In patients with heart failure with mildly reduced and preserved ejection fraction, finerenone reduced the risk of heart failure worsening or hospitalizations compared with placebo, explained John McMurray, MD, the co–principal investigator of the FINEARTS-HF trial.
The FINEARTS-HF trial found finerenone reduced the risk of heart failure worsening and hospitalizations in patients with heart failure with mildly reduced and preserved ejection fraction, explained coprincipal investigator of the FINEARTS-HF clinical trial, John McMurray, MD, professor of Medical Cardiology at the University of Glasgow in Scotland and the United Kingdom, and chair of the 2024 European Society of Cardiology (ESC) Congress.
Can you outline the key findings from the FINEARTS-HF clinical trial presented at the ESC Congress?
FINEARTS was a large trial. There were about 6001 patients enrolled—nearly equal numbers of men and women—and the patients had heart failure with mildly reduced and preserved ejection fraction. So what that means is they had an ejection fraction of 40% or above. So that's a group of patients where, until very recently, we've had no evidence-based treatment, and most of our therapy has been empirical.
So, we studied a new type of mineralocorticoid receptor antagonist [MRA], or aldosterone antagonist, a nonsteroidal MRA finerenone, [and] compared that to placebo in these patients, and the randomized treatment was added to usual care. Our primary end point was a composite of total worsening heart failure events. So, that means first as well as subsequent events. And by worsening heart failure event, I mean either admission to hospital because of worsening heart failure or worsening heart failure that was treated in an ambulatory care setting that didn't lead to hospital admission, but required intravenous therapy.

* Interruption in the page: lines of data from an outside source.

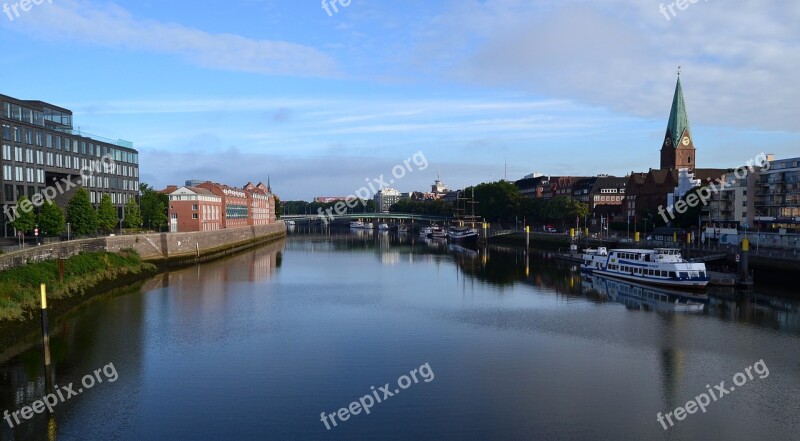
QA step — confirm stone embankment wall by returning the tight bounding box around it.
[0,221,286,271]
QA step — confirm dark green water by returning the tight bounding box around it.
[0,234,800,440]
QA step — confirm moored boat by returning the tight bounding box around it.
[581,247,709,288]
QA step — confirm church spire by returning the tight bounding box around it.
[661,71,696,170]
[667,74,691,146]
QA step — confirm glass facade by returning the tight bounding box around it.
[0,95,139,237]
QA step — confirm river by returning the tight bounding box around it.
[0,233,800,440]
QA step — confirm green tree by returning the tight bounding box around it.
[11,195,36,233]
[139,183,169,231]
[125,198,142,228]
[37,201,66,236]
[97,193,119,233]
[67,187,97,236]
[461,181,522,220]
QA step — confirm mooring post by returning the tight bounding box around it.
[41,283,51,387]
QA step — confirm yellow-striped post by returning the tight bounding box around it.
[40,283,50,371]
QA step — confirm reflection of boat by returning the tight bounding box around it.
[581,247,709,288]
[582,274,708,312]
[447,227,478,242]
[447,243,478,258]
[431,225,447,239]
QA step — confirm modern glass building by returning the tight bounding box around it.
[0,94,139,237]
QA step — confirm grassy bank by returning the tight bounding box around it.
[0,251,156,321]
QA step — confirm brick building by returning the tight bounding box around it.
[167,186,223,233]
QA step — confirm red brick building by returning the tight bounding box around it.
[165,186,223,233]
[244,182,275,225]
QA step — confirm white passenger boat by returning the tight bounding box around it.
[431,225,447,239]
[447,227,478,242]
[581,247,709,288]
[581,274,708,312]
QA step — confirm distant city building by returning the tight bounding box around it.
[375,187,400,213]
[167,186,223,233]
[0,94,139,237]
[168,181,276,233]
[623,76,728,222]
[751,158,800,232]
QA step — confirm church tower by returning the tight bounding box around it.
[661,72,697,171]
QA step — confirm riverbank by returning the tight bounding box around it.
[0,250,158,322]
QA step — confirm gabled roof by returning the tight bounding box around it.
[667,76,692,146]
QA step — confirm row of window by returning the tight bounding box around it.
[3,124,139,164]
[3,102,72,127]
[3,144,139,178]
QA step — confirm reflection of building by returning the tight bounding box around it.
[0,95,139,236]
[375,187,400,213]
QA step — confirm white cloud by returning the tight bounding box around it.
[10,0,340,77]
[415,0,800,132]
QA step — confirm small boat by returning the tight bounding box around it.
[581,247,709,289]
[447,227,478,242]
[431,225,447,239]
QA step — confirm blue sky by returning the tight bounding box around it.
[0,0,800,200]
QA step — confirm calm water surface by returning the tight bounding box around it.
[0,234,800,440]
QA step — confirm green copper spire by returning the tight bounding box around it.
[667,73,692,146]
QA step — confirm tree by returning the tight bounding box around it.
[38,201,66,236]
[125,198,142,228]
[97,193,119,233]
[67,187,97,236]
[11,195,36,233]
[139,183,169,231]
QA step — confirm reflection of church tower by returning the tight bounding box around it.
[661,73,696,171]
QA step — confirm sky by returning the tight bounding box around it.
[0,0,800,200]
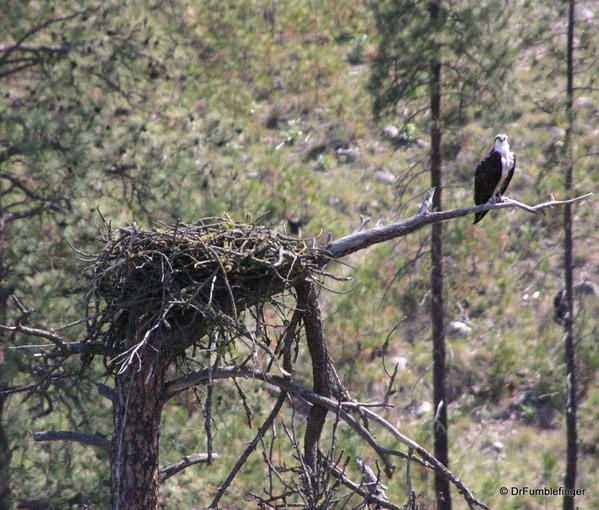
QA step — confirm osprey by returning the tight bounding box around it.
[472,133,516,223]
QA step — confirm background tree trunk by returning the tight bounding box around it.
[563,0,577,510]
[0,218,11,510]
[429,2,451,510]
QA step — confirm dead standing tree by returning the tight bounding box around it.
[1,193,590,510]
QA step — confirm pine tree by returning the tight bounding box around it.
[370,0,512,510]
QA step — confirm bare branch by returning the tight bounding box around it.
[160,453,218,483]
[31,430,110,450]
[210,391,287,508]
[323,193,593,259]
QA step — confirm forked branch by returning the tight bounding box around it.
[323,193,593,259]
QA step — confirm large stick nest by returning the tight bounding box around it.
[88,218,323,351]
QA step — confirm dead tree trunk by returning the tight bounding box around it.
[563,0,578,510]
[296,281,333,470]
[429,2,451,510]
[110,310,170,510]
[0,218,11,510]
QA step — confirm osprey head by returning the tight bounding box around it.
[493,133,510,152]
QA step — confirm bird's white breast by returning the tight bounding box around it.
[493,143,514,194]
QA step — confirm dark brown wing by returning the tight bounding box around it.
[499,154,516,196]
[473,151,501,223]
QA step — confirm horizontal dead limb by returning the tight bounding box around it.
[322,193,593,259]
[31,430,110,450]
[160,453,218,483]
[165,366,489,510]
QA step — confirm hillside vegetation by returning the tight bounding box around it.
[0,0,599,510]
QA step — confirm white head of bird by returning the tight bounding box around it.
[493,133,510,154]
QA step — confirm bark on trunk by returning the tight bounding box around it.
[563,0,578,510]
[0,218,11,510]
[111,308,169,510]
[296,282,333,470]
[429,2,451,510]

And we found that finerenone compared to placebo, reduced the risk of that primary composite end point by 16%, that was the relative risk reduction. The main effect was on heart failure hospitalizations, and there was an 18% relative risk reduction in total heart failure hospitalizations with some other end points. Probably the one that matters most to patients is that we measured the Kansas City Cardiomyopathy Questionnaire, total symptom score. The KCCQ is a patient-reported outcome. So, the patients fill in a questionnaire, and we saw a significant improvement in that with finerenone compared to placebo.
Overall, finerenone was well tolerated. There were some expected adverse events. So, we saw a bit more hyperkalemia—so, high potassium—and we saw less hypokalemia—low potassium. We also saw more patients who had a rise in serum creatinine concentration. And we saw that patients who were randomized to finerenone were more likely to have a lower blood pressure than patients randomized to placebo. But none of those adverse events were frequent or commonly led to treatment discontinuation.